L’intervention du patriarche
À distance, Sauveur ressent la perturbation : il comprend que le messager n’atteindra jamais Katouya. Les forces obscures l’ont détourné de sa route. Décidé à intervenir lui-même, il monte son cheval et part pour Katouya avec ses herbes et ses invocations. Son arrivée chez Amani provoque à la fois stupeur et soulagement. La maison est pleine de parents et de voisins venus soutenir la mère : le bébé est presque inerte, son souffle imperceptible.
Le ougan prend aussitôt le commandement des lieux. Il ordonne de faire bouillir de l’eau, prépare lui-même la potion à base de feuilles et veille à ce qu’Amani en boive pendant que l’enfant tète. La tension est extrême.
Soudain, des bruits étranges éclatent autour de la maison : galops invisibles, grondements sourds, secousses du sol. Chaque fois que la famille et les voisins sortent, le silence retombe ; mais dès qu’ils rentrent dans la maison, le vacarme reprend de plus belle. Sauveur comprend alors qu’il s’agit bien des loups-garous, rassemblés en expédition pour s’emparer de l’âme du nourrisson.
Malgré les prières, l’enfant cesse de respirer. Le silence s’abat. Amani hurle de douleur et laisse tomber le petit corps, mais Sauveur le rattrape avant qu’il ne touche le sol, geste symbolique pour éviter que la mort ne prenne pleinement possession du corps.

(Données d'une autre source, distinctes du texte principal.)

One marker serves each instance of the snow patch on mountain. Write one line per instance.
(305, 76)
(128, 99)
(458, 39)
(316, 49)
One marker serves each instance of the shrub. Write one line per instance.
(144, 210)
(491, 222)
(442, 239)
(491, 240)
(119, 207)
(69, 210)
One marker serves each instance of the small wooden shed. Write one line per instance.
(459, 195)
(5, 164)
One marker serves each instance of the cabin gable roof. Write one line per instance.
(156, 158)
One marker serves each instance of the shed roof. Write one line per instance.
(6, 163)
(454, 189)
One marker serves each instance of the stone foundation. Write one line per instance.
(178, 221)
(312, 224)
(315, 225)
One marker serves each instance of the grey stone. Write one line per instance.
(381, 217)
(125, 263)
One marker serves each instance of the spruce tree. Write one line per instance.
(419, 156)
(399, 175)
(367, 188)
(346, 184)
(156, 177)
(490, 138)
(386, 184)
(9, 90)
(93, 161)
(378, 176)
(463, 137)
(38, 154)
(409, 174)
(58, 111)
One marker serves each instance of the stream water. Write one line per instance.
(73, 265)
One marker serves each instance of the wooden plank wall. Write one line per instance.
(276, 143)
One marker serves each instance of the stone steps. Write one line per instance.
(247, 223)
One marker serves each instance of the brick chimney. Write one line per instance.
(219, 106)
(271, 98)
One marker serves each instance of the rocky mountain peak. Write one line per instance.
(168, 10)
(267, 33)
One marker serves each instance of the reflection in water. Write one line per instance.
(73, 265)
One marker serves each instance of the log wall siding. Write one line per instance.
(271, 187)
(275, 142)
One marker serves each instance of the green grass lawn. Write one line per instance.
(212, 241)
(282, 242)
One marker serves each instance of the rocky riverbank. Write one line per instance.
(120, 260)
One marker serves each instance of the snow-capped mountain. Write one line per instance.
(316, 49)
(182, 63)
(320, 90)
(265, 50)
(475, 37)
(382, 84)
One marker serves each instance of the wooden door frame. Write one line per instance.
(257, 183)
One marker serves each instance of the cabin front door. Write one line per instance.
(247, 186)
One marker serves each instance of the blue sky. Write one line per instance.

Le miracle du retour à la vie
Dans un calme impressionnant, Sauveur prend un morceau de coton blanc, l’allume et fait des prières intenses pendant plusieurs minutes. Puis il approche le coton fumant des narines du bébé. Miraculeusement, celui-ci éternue trois fois. La foule, d’abord médusée, se met à crier : « Grâce à la miséricorde de Dieu ! »
L’enfant ouvre les yeux et reprend vie. Le ougan, épuisé mais triomphant, remet le bébé à sa mère et lui dit : « Voici ton enfant. Je te le rends ! ». Comparant la situation au tikiti, un petit insecte du vétiver difficile à attraper, il ajoute : « Si on peut venir à bout du tikiti, on peut vaincre toute attaque occulte ». Par cette image, il affirme que la victoire sur les loups-garous est acquise.
Le retour de Nélio et la fin de l’expédition
Pendant ce temps, Nélio, toujours perdu, erre depuis plus de vingt-quatre heures. Mais Sauveur, grâce à ses pouvoirs mystiques, perçoit sa détresse à distance. Il exécute un dernier rituel pour lui « rouvrir le chemin ». Peu après, Nélio retrouve miraculeusement la route et rejoint la maison, abasourdi d’apprendre que son neveu a été sauvé de la mort.